From: Matthew Wilcox
Date: Tue Dec 05 2017 - 23:46:03 EST


On Wed, Dec 06, 2017 at 02:14:56PM +1100, Dave Chinner wrote:
> > The other conversions use the normal API instead of the advanced API, so
> > all of this gets hidden away. For example, the inode cache does this:
>
> Ah, OK, that's not obvious from the code changes. :/

Yeah, it's a lot easier to understand (I think!) if you build the
docs in that tree and look at
file:///home/willy/kernel/xarray-3/Documentation/output/core-api/xarray.html
(mutatis mutandi). I've tried to tell a nice story about how to put
all the pieces together from the normal to the advanced API.

> However, it's probably overkill for XFS. In all the cases, when we
> insert there should be no entry in the tree - the
> radix tree insert error handling code there was simply catching
> "should never happen" cases and handling it without crashing.

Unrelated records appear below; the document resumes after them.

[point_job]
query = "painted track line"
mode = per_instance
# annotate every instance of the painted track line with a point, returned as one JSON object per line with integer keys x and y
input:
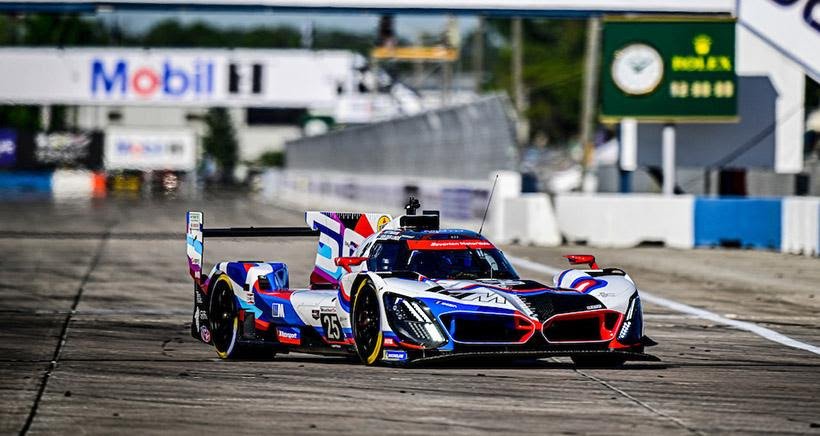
{"x": 763, "y": 332}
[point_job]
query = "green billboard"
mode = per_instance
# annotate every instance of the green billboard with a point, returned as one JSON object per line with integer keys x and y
{"x": 669, "y": 70}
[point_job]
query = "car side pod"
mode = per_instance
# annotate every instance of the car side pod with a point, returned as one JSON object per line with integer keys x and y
{"x": 580, "y": 259}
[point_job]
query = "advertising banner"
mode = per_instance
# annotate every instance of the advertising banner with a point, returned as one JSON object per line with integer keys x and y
{"x": 8, "y": 148}
{"x": 669, "y": 70}
{"x": 62, "y": 149}
{"x": 175, "y": 77}
{"x": 149, "y": 149}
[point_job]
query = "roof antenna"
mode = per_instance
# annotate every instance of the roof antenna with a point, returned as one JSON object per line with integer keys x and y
{"x": 489, "y": 200}
{"x": 412, "y": 205}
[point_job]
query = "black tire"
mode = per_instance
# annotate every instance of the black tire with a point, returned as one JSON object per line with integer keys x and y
{"x": 366, "y": 324}
{"x": 226, "y": 329}
{"x": 223, "y": 317}
{"x": 598, "y": 361}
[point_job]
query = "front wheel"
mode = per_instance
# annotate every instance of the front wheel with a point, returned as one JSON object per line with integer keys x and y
{"x": 597, "y": 361}
{"x": 366, "y": 324}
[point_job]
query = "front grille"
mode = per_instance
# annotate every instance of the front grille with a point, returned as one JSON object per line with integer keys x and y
{"x": 590, "y": 326}
{"x": 547, "y": 304}
{"x": 487, "y": 328}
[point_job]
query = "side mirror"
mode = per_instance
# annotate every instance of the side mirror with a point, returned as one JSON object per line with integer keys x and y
{"x": 347, "y": 262}
{"x": 579, "y": 259}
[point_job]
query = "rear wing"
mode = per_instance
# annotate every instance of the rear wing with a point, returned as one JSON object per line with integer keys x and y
{"x": 196, "y": 233}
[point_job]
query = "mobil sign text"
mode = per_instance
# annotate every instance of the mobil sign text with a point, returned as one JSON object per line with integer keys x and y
{"x": 165, "y": 79}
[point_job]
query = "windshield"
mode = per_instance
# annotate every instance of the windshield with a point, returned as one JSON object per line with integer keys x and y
{"x": 467, "y": 264}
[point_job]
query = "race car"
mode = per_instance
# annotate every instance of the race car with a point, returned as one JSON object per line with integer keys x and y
{"x": 400, "y": 291}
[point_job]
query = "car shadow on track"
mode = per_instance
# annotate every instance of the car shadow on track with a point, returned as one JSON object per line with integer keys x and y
{"x": 526, "y": 364}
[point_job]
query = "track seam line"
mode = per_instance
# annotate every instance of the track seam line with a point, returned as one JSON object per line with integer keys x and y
{"x": 64, "y": 333}
{"x": 646, "y": 406}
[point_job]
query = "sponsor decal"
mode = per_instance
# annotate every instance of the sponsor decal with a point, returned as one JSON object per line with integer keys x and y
{"x": 625, "y": 330}
{"x": 395, "y": 355}
{"x": 289, "y": 335}
{"x": 449, "y": 244}
{"x": 277, "y": 310}
{"x": 332, "y": 327}
{"x": 383, "y": 220}
{"x": 205, "y": 334}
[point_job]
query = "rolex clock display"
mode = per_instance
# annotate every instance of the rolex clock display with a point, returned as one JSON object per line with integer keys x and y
{"x": 637, "y": 69}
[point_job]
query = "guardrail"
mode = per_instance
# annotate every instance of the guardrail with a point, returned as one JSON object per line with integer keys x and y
{"x": 464, "y": 142}
{"x": 789, "y": 224}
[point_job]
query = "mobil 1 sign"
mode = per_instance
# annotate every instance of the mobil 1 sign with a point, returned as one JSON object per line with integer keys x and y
{"x": 669, "y": 70}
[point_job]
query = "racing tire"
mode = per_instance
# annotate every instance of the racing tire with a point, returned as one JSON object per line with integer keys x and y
{"x": 226, "y": 330}
{"x": 366, "y": 324}
{"x": 597, "y": 361}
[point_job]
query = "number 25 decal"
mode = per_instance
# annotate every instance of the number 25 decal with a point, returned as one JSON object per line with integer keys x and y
{"x": 332, "y": 326}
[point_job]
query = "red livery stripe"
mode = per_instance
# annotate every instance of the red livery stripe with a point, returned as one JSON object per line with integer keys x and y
{"x": 449, "y": 244}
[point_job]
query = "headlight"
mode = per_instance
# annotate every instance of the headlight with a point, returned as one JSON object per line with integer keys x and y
{"x": 412, "y": 321}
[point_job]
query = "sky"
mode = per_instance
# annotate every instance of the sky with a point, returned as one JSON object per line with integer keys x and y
{"x": 407, "y": 26}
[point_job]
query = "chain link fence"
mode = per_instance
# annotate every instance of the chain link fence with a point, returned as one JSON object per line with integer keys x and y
{"x": 466, "y": 142}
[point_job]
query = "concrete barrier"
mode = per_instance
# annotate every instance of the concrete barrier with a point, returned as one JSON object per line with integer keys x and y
{"x": 741, "y": 222}
{"x": 72, "y": 184}
{"x": 626, "y": 220}
{"x": 530, "y": 220}
{"x": 800, "y": 233}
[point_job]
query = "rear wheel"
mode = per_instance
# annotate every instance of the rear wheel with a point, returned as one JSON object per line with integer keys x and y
{"x": 224, "y": 319}
{"x": 366, "y": 324}
{"x": 597, "y": 361}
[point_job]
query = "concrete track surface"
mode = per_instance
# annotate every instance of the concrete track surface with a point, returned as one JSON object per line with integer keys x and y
{"x": 94, "y": 340}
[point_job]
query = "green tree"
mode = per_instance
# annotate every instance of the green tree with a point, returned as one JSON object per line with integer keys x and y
{"x": 220, "y": 141}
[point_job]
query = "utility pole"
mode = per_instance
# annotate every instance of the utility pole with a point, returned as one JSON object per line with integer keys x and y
{"x": 478, "y": 54}
{"x": 589, "y": 96}
{"x": 452, "y": 39}
{"x": 519, "y": 96}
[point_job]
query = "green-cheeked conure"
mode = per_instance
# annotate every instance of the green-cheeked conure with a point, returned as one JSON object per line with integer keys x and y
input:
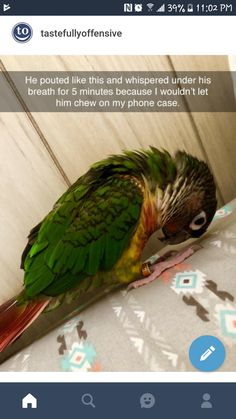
{"x": 96, "y": 231}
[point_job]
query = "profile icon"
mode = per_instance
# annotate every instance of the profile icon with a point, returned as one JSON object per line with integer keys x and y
{"x": 206, "y": 404}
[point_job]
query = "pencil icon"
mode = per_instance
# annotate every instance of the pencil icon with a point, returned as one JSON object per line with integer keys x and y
{"x": 207, "y": 353}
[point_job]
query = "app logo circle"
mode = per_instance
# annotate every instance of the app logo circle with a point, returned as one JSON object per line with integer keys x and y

I thought it was probably overkill to be using xa_cmpxchg() in the
pag_ici patch. I didn't want to take away your error handling as part
of the conversion, but I think a rational person implementing it today
would just call xa_store() and not even worry about the return value
except to check it for IS_ERR().

That said, using xa_cmpxchg() in the dquot code looked like the right
thing to do? Since we'd dropped the qi mutex and the ILOCK, it looks
entirely reasonable for another thread to come in and set up the dquot.
But I'm obviously quite ignorant of the XFS internals, so maybe there's
something else going on that makes this essentially a "can't happen".

> Now that I've looked at this, I have to say that having a return
> value of NULL meaning "success" is quite counter-intuitive. That's
> going to fire my "that looks so wrong" detector every time I look at
> the code and notice it's erroring out on a non-null return value
> that isn't a PTR_ERR case....

It's the same convention as cmpxchg(). I think it's triggering your
"looks so wrong" detector because it's fundamentally not the natural
thing to write. I certainly don't cmpxchg() new entries into an array
and check the result was NULL ;-)

> Also, there's no need for irqsave/restore() locking contexts here as
> we never access these caches from interrupt contexts. That's just
> going to be extra overhead, especially on workloads that run 10^6
> inodes inodes through the cache every second. That's a problem
> caused by driving the locks into the XA structure and then needing
> to support callers that require irq safety....

I'm quite happy to have normal API variants that don't save/restore
interrupts. Just need to come up with good names ... I don't think
xa_store_noirq() is a good name, but maybe you do?

> > It's the design pattern I've always intended to use. Naturally, the
> > xfs radix trees weren't my initial target; it was the page cache, and
> > the page cache does the same thing; uses the tree_lock to protect both
> > the radix tree and several other fields in that same data structure.
> >
> > I'm open to argument on this though ... particularly if you have a better
> > design pattern in mind!
>
> I don't mind structures having internal locking - I have a problem
> with leaking them into contexts outside the structure they protect.
> That way lies madness - you can't change the internal locking in
> future because of external dependencies, and the moment you need
> something different externally we've got to go back to an external
> lock anyway.
>
> This is demonstrated by the way you converted the XFS dquot tree -
> you didn't replace the dquot tree lock with the internal xa_lock
> because it's a mutex and we have to sleep holding it. IOWs, we've
> added another layer of locking here, not simplified the code.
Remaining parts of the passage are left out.